Alléluia! La haute direction de l’Université de Moncton semble enfin avoir vu la lumière divine!

Les bonzes de l’U de M ont finalement réalisé que:

1- Le poste d’entraîneur et de directeur des opérations hockey doit être scindé en deux;

2- On doit injecter plus d’argent dans le programme pour être capable d’offrir des bourses plus alléchantes et aller chercher les meilleurs patineurs;

3- L’injection de capitaux dans le programme de hockey masculin doit être vu comme un INVESTISSEMENT, non comme une dépense;

4- On doit amener des hommes de hockey qui ont du vécu, autant au deuxième étage que derrière le banc;

5- On doit absolument avoir une approche professionnelle quant à la gestion de l’équipe.

C’était donc très rafraîchissant d’entendre le directeur des sports, Marc Boudreau, répéter ces points pratiquement un à un dans son discours, la semaine dernière.

L’embauche de Jean-François Damphousse est évidemment un très bon coup à tous les niveaux.

Les gens qui ont évolué comme joueur ou comme entraîneur aux niveaux supérieurs sont une race de monde différente. Ils agissent avec un calme et une prestance propre aux professionnels. Leur vécu leur permet également d’avoir une bonne idée de la route à emprunter pour connaître du succès.

C’est exactement ce que l’Acadien d’adoption apporte aux Aigles Bleus.

Il a été joueur, entraîneur, directeur gérant et propriétaire. Il connaît la game.

Il faudra maintenant que la direction de l’Université de Moncton lui donne les moyens de réaliser ses beaux projets. Sinon, on aura sacrifié la tête de Serge Bourgeois pour rien.

Plusieurs pensent que l’ancien entraîneur ne méritait pas de perdre son emploi et qu’il aurait très bien pu jouer un rôle important dans la suite des choses. Mais on a choisi de repartir à neuf dans une nouvelle direction.

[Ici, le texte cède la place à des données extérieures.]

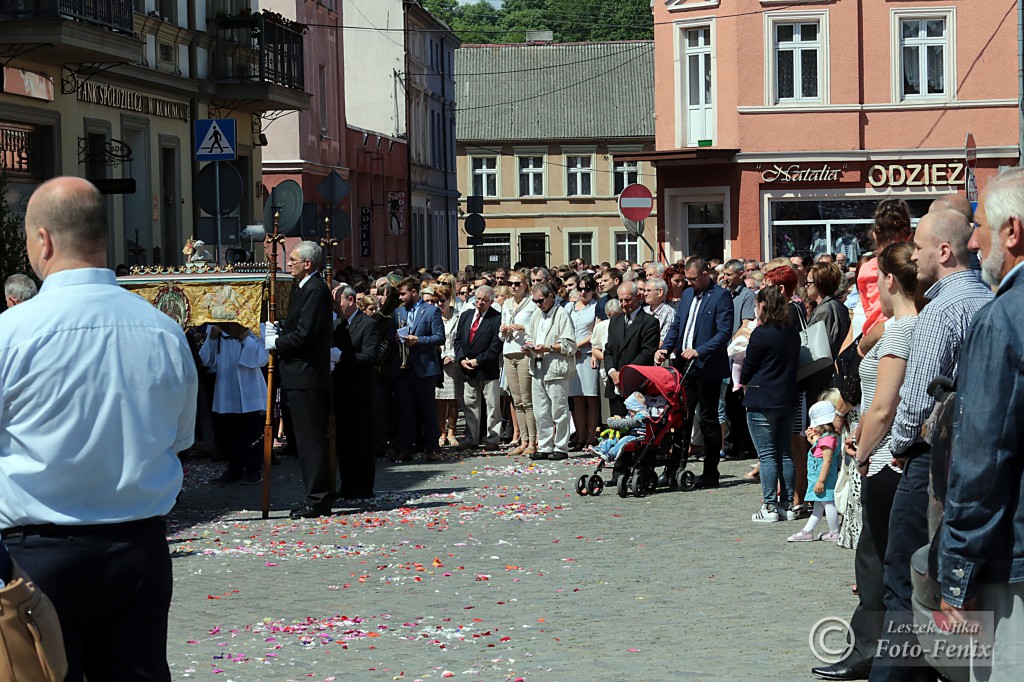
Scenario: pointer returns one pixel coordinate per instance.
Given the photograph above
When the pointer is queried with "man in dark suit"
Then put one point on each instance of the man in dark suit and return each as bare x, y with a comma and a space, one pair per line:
303, 347
478, 351
633, 339
700, 335
356, 337
422, 333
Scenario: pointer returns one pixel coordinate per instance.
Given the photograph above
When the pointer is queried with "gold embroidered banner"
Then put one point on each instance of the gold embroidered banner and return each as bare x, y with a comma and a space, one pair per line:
197, 299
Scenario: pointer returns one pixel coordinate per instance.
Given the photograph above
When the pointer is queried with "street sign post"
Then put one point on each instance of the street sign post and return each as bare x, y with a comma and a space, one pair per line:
636, 203
971, 158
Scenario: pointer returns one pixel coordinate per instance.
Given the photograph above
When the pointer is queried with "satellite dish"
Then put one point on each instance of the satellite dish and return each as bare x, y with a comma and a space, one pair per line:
286, 198
230, 188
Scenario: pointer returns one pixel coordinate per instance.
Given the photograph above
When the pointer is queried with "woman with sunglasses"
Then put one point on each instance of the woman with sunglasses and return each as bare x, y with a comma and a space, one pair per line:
584, 386
516, 313
451, 389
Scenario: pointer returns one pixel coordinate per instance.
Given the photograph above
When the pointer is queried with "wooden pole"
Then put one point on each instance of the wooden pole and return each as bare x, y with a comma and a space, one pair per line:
271, 242
332, 438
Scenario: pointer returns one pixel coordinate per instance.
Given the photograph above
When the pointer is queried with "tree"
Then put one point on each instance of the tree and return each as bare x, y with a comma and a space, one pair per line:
13, 258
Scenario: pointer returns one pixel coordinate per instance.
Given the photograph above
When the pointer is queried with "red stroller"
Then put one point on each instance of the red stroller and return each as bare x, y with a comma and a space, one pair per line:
634, 468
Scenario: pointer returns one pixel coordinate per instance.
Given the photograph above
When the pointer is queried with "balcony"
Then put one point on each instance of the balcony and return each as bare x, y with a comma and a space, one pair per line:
258, 60
76, 31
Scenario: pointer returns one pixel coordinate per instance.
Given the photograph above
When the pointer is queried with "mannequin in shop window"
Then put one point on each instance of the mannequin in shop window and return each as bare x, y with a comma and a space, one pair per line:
784, 246
819, 244
850, 245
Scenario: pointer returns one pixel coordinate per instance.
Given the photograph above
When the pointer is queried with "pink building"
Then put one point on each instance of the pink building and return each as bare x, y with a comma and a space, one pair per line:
780, 123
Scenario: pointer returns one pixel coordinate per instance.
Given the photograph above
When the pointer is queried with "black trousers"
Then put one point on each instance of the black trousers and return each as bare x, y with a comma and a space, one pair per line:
705, 394
111, 586
354, 440
417, 411
307, 412
907, 534
737, 438
877, 500
239, 438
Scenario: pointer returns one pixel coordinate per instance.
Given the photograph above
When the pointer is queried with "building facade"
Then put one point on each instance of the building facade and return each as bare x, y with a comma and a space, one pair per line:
781, 124
540, 130
431, 96
111, 89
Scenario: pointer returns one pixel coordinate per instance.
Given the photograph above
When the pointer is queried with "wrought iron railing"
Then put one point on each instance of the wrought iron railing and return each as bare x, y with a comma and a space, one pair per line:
113, 14
259, 49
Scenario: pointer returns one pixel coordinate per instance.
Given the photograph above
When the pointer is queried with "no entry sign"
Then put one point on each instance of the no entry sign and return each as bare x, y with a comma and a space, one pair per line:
636, 203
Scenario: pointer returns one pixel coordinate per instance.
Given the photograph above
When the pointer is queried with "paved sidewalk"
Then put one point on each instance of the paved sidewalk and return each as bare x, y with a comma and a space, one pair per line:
493, 568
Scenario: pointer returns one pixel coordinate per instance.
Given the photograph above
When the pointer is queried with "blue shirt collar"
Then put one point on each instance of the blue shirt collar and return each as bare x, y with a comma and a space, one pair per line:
1011, 276
79, 275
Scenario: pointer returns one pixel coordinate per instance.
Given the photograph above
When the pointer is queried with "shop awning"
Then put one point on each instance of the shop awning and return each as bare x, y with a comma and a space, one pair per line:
679, 157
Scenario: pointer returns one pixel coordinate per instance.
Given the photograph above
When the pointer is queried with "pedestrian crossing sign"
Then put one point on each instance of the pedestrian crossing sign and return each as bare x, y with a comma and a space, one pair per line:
215, 139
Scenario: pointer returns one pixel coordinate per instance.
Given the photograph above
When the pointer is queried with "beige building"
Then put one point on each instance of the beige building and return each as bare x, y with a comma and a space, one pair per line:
538, 128
110, 90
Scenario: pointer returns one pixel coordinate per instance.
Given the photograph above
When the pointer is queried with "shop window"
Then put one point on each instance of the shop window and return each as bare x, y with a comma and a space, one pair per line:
530, 176
627, 247
582, 246
812, 227
627, 173
924, 54
579, 176
484, 176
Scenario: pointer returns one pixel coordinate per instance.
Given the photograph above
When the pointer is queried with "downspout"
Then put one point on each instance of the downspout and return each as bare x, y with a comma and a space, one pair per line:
444, 139
194, 113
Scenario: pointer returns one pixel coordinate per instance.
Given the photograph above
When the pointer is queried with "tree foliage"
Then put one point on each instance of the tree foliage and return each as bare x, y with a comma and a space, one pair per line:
570, 20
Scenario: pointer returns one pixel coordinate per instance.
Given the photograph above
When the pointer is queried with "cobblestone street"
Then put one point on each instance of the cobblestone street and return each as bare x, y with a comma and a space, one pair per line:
494, 568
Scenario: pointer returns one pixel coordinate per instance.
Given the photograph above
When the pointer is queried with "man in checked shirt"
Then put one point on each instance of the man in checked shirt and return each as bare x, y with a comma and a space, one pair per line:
955, 293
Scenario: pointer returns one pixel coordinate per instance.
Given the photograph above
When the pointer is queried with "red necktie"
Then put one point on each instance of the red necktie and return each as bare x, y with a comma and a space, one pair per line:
472, 330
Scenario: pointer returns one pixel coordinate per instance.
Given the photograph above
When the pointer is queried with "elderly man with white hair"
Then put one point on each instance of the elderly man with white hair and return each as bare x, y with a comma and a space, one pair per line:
478, 352
18, 289
654, 292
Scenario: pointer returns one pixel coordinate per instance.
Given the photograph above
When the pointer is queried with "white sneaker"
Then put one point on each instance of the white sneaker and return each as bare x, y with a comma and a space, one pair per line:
765, 515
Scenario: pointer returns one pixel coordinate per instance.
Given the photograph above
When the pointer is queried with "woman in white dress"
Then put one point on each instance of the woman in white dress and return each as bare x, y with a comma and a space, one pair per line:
584, 386
516, 313
446, 395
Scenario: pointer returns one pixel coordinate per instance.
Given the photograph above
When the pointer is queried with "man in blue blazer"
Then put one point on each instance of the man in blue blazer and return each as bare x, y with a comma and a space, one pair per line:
414, 389
700, 335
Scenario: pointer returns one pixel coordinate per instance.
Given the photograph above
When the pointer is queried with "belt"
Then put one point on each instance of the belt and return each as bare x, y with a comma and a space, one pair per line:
54, 529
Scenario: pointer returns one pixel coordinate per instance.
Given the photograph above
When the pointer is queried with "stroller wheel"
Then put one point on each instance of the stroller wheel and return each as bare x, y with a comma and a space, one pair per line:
686, 480
636, 482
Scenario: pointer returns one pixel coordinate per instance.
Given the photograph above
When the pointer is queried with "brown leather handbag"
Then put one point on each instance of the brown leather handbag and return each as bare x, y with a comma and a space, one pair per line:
31, 643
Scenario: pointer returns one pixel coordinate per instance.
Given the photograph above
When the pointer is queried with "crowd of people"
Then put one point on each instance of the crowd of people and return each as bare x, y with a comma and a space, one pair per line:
531, 357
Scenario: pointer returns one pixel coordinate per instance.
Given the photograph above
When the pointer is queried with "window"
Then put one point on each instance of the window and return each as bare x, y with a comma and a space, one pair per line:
579, 176
627, 247
797, 61
582, 246
923, 56
698, 88
485, 176
530, 176
627, 172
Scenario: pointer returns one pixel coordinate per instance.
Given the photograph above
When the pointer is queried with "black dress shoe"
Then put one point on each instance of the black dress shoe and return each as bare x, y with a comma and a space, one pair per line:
841, 671
305, 511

Bourgeois a beaucoup d’amis à l’U de M et parmi les anciens. Ce n’est pas tout le monde qui est heureux de son départ, loin de là.

Un des mandats de Jean-François Damphousse sera justement de réconcilier les deux factions et créer une certaine unité dans ce qu’on appelle la grande famille des Aigles Bleus.

Parce que s’il échoue, il va découvrir que la grande famille peut rapidement devenir dysfonctionnelle.

Mais bon, pour le moment, tout semble aller pour le mieux dans le meilleur des mondes.

Le premier gros test, ce sera l’embauche d’un nouvel entraîneur, préférablement quelqu’un qui a une bonne expérience au niveau professionnel ou junior majeur.

Le second, ce sera de combler les trous béants laissés par les départs d’Allain et d’Alex Saulnier, de Steve Lebel, de Pierre Durepos et de Mathieu Martin.

Mais faisons confiance au nouveau capitaine du navire.

Il a navigué – avec beaucoup de succès – avant aujourd’hui.

Le programme de hockey masculin des Aigles Bleus est en très bonne mains, celles d’un ancien gardien de but de la LNH.